Clearly, when someone picks up drugs or alcohol for the first time, they are making a “choice,” but we need to put these situations into context rather than analyze them at face value.
Consider how much pain someone must be feeling to push past their own knowledge of the dangers of drugs and use them anyway. Everyone knows how destructive opioids are. We are constantly reminded from a young age. Anyone who has chosen drugs has calculated that the potential damage of the drug does not outweigh the agony they are already experiencing.
People make the argument that someone like Lovato who has access to psychiatric professionals and has chosen drugs is suffering from a lack of character rather than mental illness. Mental illness is all-encompassing problem. Lovato’s reluctance to get the proper help she needs is a symptom of her health problem rather than a cause. Why would someone who is thinking rationally deliberately put themselves in danger? People who use drugs aren’t thinking rationally, and it’s not always their fault. Lovato has been open about her bipolar diagnosis.
Supporting people with mental health issues has drastically risen in popularity. Everyone talks about the “stigma” towards mental illness, but it’s often those very same people who contribute to the problem. People want to help those with psychiatric issues, but the truth is these illnesses don’t present themselves in a socially acceptable way.

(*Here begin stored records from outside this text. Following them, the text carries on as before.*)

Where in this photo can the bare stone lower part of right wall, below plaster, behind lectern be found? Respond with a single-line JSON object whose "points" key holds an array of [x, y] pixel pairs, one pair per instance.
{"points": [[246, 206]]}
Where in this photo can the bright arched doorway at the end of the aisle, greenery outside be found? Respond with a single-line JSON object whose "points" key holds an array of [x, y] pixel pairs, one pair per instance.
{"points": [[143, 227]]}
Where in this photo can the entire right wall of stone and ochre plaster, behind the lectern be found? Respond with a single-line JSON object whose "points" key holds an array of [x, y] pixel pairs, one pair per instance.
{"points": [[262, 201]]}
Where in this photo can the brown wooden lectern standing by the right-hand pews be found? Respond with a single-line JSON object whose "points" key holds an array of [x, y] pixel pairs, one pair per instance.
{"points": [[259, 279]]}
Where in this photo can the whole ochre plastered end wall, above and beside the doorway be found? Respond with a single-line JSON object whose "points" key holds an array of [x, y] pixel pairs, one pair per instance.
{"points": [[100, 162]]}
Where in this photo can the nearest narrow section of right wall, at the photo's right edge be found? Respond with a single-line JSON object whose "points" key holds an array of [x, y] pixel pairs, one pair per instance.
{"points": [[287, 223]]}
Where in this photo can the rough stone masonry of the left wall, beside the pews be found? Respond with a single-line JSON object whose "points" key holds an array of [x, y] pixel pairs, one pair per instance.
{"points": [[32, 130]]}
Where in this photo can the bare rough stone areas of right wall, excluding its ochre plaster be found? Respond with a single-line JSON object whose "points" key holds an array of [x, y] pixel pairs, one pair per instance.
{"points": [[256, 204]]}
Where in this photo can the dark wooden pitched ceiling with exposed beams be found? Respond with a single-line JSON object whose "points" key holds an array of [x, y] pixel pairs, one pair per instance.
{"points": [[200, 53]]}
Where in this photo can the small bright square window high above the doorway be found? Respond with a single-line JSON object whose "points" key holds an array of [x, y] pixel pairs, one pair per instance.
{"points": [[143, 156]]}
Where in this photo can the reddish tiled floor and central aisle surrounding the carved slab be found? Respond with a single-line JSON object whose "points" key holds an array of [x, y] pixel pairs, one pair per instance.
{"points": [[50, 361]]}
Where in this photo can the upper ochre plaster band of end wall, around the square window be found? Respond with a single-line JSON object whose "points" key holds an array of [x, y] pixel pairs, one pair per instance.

Mental illness manifests itself in its victim in an ugly way. Because there aren’t physical symptoms, people have a hard time separating the disease from the personality. But there is a difference. People with mental health issues often feel that they are replaced by an entirely different person when they experience episodes. Once the episode passes, they might not agree with things they’ve said while under the attack of their own brain. If you reject people once they start to suffer from their disease, there’s no point in advocating against the stigma. You are the stigma.
I think the misunderstanding we have toward people with mental illnesses stems from the normalization of it. You’re not depressed because you had one bad day. You’re not bipolar because your mood changed. And you do not have obsessive-compulsive disorder because you like a clean room. Millennials’ eagerness to participate in a community that they don’t actually belong in detracts from those with real problems.
The choice to use drugs to self-medicate is being made by a brain with compromised critical thinking. People with addictions are victims of their own bodies. Even if you disagree, placing blame won’t help anyone.
Layla Soboh is a UF advertising junior. Her column comes out Tuesday and Thursday.